**Note on backwards compatibility**
The unique identifers of certain lens model will change as a result of this release, meaning that backwards compatibility may not be possible. We have a tool which updates the identifiers to this version such that existing results can be updated and retained, please contact me on SLACK if this is necessary.
**Function Renames**
Many core functions have been renamed for conciseness, for example:
`deflections_2d_from_grid` -> `deflections_2d_from`
`convergence_2d_from_grid` -> `convergence_2d_from`
This should not impact general use and the workspace has been updated with new templates using these functions.
**Double Source Plane Lens Inversions**
Reconstruction of multiple strong lensed sources at different redshifts (e.g. double Einstein ring systems) is now supported, including full model-fitting pipelines. The API for this is a natural extension of the existing API whereby multiple sources are allocated a `Pixelization` and `Regularization`:
lens = af.Model(
al.Galaxy,
redshift=0.5,
bulge=af.Model(al.lp.EllSersic),
mass=af.Model(al.mp.EllIsothermal)
)
source_0 = af.Model(
al.Galaxy,
redshift=1.0,
mass=al.mp.SphericalIsothermal,
pixelization=al.pix.VoronoiMagnification,
regularization=al.reg.Constant,
)
source_1 = af.Model(
al.Galaxy,
redshift=2.0,
pixelization=al.pix.VoronoiMagnification,
regularization=al.reg.Constant,
)
model = af.Collection(galaxies=af.Collection(lens=lens, source_0=source_0, source_1=source_1))
The following workspace examples demonstrate double source modeling and visualization further:
https://github.com/Jammy2211/autolens_workspace/blob/release/scripts/imaging/modeling/mass_total__source_sis_parametric__source_parametric.py
https://github.com/Jammy2211/autolens_workspace/blob/release/scripts/imaging/chaining/double_einstein_ring.py
https://github.com/Jammy2211/autolens_workspace/blob/release/scripts/imaging/chaining/pipelines/double_einstein_ring.py
https://github.com/Jammy2211/autolens_workspace/blob/release/scripts/plot/plotters/InversionPlotter.py
https://github.com/Jammy2211/autolens_workspace/blob/release/scripts/plot/plotters/FitImagingPlotter.py
**Signal To Noise Light Profile Simulations**
A class of signal-to-noise based light profiles, accessible via the command `al.lp_snr`, are now available. When used to simulate strtong lens imaging, these light profiles automatically adjust their `intensity` parameter based on the noise properties simulation to give the desired signal to noise ratio:
bulge=al.lp_snr.EllSersic(
signal_to_noise_ratio=50.0,
centre=(0.0, 0.0),
elliptical_comps=al.convert.elliptical_comps_from(axis_ratio=0.9, angle=45.0),
effective_radius=0.6,
sersic_index=3.0,
),
When combined with a `Tracer` the signal to noise of the light profile's image is adjusted based on the ray-traced image, thus it fully accounts for magnification when setting the signal to noise.

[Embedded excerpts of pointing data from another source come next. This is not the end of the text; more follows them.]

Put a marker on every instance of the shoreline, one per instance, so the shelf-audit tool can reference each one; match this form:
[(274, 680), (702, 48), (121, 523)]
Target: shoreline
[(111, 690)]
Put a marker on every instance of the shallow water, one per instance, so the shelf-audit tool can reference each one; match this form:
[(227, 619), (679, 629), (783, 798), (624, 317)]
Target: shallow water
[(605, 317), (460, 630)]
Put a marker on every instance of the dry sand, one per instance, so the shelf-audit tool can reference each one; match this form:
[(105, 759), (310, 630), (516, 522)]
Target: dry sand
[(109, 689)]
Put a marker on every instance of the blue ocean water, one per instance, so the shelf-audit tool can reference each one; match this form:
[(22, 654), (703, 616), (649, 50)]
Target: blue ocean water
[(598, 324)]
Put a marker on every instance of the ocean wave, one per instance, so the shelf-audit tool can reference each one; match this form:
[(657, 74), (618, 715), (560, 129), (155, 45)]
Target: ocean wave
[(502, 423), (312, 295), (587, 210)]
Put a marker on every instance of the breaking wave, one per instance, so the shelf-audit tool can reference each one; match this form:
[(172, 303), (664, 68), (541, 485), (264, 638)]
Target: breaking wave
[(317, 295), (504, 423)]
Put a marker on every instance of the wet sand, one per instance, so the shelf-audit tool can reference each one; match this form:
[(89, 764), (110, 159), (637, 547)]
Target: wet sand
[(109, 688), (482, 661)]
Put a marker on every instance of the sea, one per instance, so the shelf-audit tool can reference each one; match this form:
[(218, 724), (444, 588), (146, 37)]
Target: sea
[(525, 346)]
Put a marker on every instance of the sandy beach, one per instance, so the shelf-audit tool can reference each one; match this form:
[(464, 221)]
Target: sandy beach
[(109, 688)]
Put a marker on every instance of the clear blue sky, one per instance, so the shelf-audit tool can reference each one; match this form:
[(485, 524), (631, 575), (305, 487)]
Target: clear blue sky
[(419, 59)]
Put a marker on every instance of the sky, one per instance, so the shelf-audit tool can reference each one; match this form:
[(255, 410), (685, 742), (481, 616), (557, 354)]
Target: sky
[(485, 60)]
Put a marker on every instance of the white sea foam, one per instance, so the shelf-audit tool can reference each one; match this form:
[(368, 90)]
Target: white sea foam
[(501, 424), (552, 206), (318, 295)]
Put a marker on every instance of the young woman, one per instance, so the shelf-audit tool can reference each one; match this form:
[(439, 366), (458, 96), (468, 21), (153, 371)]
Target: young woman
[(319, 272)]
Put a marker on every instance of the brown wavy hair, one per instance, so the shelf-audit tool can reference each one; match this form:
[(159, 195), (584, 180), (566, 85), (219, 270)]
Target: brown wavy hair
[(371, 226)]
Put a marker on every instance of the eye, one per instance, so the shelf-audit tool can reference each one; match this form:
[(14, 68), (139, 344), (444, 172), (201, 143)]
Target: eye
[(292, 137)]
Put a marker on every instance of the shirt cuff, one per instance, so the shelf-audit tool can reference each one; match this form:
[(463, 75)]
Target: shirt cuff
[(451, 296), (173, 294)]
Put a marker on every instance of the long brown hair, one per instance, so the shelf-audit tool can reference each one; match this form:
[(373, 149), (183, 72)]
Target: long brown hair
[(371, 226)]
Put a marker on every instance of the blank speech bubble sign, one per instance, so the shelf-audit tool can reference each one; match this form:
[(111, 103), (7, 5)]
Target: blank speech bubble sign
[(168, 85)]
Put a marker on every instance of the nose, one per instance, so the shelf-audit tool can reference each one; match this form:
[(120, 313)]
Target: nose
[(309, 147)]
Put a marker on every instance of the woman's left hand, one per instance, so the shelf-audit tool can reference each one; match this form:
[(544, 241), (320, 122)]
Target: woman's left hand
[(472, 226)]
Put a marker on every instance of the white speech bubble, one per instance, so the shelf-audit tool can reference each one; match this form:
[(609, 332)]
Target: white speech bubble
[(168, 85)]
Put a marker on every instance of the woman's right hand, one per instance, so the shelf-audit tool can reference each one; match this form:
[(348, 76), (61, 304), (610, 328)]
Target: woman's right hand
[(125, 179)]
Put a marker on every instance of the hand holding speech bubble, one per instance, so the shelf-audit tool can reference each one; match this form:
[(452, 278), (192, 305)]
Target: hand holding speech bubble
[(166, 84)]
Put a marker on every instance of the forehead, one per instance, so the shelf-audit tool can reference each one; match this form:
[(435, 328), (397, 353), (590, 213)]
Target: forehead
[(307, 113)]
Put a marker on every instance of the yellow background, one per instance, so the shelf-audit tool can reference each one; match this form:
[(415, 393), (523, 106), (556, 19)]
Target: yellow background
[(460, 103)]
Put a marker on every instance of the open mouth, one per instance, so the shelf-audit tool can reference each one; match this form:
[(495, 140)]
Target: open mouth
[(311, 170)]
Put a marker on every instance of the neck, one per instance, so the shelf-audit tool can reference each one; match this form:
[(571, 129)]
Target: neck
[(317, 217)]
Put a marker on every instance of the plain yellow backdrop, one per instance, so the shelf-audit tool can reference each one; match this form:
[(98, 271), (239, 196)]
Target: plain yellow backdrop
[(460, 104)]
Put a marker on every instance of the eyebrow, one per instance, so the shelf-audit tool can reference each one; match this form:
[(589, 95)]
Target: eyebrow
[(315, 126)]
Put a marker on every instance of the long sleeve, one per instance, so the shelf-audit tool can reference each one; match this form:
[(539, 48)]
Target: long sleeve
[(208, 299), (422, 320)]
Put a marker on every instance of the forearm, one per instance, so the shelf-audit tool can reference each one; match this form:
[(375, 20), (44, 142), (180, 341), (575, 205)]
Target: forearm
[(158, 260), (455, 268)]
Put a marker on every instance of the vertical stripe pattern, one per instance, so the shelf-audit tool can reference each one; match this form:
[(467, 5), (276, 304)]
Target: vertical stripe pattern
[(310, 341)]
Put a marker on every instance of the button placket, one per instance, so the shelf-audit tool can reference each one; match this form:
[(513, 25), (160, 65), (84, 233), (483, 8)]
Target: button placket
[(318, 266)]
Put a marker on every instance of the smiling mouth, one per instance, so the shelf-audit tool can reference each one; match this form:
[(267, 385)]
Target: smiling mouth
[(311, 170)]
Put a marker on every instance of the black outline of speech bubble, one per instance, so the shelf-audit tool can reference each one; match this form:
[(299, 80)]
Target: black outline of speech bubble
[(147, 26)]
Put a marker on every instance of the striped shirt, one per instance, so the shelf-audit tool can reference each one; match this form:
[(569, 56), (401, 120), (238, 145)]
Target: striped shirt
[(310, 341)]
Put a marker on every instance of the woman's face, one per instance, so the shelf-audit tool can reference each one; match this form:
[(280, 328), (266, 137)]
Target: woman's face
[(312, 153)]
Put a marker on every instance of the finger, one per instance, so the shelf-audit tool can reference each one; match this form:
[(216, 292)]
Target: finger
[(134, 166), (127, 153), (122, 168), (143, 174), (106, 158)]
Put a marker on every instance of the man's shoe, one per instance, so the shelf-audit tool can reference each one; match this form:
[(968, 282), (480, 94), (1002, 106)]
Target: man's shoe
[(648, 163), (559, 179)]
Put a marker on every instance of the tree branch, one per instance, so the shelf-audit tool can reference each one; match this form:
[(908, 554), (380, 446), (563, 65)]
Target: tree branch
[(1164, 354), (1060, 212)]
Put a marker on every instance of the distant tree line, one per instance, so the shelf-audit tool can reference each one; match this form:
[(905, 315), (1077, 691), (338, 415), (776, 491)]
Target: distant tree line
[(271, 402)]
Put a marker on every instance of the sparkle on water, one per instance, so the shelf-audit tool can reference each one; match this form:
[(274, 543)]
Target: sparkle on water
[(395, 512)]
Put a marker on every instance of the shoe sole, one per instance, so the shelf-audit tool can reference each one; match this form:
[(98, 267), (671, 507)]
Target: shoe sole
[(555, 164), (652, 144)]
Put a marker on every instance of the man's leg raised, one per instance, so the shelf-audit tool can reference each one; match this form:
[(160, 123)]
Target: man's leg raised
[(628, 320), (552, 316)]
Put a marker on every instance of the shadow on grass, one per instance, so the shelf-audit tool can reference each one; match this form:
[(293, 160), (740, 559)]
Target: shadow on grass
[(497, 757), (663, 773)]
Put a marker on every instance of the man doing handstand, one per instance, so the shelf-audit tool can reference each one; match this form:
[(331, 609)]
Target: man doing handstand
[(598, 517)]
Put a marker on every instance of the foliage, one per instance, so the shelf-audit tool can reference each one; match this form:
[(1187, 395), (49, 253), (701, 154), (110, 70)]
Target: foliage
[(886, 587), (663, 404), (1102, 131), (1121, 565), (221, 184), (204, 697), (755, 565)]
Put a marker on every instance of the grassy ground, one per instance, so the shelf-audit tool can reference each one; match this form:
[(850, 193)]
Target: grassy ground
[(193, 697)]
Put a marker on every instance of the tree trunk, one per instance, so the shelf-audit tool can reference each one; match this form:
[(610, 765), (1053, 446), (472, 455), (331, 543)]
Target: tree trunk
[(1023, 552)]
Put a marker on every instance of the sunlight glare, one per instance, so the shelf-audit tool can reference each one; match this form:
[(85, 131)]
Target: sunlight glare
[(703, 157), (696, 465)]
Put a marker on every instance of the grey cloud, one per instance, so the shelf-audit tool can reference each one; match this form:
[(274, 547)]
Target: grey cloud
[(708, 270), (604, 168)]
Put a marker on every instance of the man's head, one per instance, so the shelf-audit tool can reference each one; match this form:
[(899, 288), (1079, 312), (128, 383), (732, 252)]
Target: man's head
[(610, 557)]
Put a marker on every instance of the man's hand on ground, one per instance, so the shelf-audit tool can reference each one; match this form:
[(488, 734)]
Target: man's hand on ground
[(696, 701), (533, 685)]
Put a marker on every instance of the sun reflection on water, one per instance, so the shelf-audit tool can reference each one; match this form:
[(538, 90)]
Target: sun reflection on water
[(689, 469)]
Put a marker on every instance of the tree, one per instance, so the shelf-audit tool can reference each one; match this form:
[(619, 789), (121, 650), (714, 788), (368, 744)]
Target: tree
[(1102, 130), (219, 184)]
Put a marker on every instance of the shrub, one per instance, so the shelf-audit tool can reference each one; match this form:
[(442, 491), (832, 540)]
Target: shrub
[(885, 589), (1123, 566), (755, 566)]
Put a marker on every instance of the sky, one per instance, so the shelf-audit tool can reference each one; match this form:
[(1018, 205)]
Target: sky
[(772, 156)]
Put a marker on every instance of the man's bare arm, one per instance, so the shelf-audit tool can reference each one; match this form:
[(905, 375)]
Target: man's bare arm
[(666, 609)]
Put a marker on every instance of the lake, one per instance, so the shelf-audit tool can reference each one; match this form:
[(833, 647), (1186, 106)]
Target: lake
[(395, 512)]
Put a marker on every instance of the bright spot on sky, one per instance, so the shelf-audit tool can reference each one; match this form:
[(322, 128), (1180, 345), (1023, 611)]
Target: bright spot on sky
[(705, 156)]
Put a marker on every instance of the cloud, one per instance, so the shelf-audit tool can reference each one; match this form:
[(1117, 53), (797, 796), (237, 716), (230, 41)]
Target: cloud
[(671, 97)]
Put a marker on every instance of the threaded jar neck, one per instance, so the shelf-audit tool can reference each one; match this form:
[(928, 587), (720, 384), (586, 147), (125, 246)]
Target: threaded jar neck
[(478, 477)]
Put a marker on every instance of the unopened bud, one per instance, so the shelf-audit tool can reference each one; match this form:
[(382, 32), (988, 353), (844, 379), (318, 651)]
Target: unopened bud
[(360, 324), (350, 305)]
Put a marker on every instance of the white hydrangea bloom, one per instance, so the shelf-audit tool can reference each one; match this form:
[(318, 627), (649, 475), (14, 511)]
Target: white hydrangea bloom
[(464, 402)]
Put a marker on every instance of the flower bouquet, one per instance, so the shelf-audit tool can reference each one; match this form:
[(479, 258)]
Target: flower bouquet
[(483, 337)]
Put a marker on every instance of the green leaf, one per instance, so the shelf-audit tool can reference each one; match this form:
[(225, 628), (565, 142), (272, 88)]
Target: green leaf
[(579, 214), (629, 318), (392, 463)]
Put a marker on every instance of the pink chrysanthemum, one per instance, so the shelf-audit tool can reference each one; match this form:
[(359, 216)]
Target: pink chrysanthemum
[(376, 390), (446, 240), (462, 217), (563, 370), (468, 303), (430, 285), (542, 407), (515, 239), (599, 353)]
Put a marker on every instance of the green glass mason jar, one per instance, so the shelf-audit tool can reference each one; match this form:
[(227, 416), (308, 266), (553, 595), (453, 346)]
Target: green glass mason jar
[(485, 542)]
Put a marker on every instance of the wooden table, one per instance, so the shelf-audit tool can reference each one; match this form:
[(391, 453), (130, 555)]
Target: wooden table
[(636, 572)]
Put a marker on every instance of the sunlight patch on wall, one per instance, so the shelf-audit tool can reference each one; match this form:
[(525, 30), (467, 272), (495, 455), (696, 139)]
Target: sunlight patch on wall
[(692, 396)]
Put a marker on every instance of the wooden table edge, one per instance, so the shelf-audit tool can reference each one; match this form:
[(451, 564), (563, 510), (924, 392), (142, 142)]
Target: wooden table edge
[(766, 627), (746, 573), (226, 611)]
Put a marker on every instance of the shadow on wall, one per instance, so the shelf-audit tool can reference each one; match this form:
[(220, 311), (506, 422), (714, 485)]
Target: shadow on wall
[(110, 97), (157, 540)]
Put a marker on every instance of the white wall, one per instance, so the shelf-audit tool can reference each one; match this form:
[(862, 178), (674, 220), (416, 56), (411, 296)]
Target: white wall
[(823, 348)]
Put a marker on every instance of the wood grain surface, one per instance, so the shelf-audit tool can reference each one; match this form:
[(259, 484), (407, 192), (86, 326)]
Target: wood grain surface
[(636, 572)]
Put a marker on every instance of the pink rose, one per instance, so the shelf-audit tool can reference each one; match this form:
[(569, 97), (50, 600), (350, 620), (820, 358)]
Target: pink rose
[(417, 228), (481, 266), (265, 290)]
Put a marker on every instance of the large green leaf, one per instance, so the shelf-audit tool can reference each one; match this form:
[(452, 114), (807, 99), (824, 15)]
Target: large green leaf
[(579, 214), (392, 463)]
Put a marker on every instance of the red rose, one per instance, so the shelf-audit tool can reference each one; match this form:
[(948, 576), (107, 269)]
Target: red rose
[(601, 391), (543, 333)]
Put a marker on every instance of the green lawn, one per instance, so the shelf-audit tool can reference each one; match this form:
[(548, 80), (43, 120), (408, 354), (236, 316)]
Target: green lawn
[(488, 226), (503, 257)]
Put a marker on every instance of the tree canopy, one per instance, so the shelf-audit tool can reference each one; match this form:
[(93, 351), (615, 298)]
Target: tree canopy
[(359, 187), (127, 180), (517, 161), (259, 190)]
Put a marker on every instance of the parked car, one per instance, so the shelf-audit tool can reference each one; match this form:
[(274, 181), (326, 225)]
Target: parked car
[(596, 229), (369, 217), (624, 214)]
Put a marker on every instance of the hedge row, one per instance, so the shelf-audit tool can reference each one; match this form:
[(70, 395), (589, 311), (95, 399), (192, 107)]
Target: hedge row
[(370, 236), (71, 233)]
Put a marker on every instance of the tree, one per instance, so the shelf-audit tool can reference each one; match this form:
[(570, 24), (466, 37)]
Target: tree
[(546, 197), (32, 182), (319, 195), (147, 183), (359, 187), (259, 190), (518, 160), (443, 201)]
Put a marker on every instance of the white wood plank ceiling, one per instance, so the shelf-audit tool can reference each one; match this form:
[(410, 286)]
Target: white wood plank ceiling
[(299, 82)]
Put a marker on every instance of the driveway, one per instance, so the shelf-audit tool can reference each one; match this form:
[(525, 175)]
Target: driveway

A full description of this feature can be found at this link:
https://github.com/Jammy2211/autolens_workspace/blob/release/scripts/imaging/simulators/misc/manual_signal_to_noise_ratio.py
**W-Tilde Inversion Imaging Formalism**
All Imaging Inversion analysis uses a new formalism for the linear algebra, which provides numerically equivalent results to the previous formalism (which is still implemented and used in certain scenarions).
The W-tilde formalism provides a > x3 speed up on high resolution imaging datasets. For example, for HST images with a pixel scale of 0.05" and a circular mask of 3.5", this formalism speeds up the overall run-time of a fit (e.g. one evaluation of the log likelihood function) from 4.8 seconds to 1.55 seconds. For higher resolution data or bigger masks an even more significant speed up is provided.
Users so not need to do anything to activate this formalism, it is now the default method used when an inversion is performed.
**Implicit Preloading**
Imaging and Interferometer analysis now use implicit preloading, whereby before a model-fit the model is inspected and preloadsare automatically generated for the parts aspects of the model-fit which do not change between each lens model. Previously, these would have been recomputed for every model fit, making the log likelihood evaluation time longer than necessary.
Example quantities which are stored via implicit preloading are:
- If the light profiles of all galaxies are fixed, their corresponding blurred image-plane image is preloaded and reused for every lens model fit.
- If the mass profiles of all galaxies are fixed, the deflection angles and ray-tracing do not change. Preloading is used to avoid repeated computation.
- Numerous aspects of the linear algebra of an inversion can be preloaded depending on which parts of the model do or do not vary.
This will provide significantl speed up for certain lens model fits.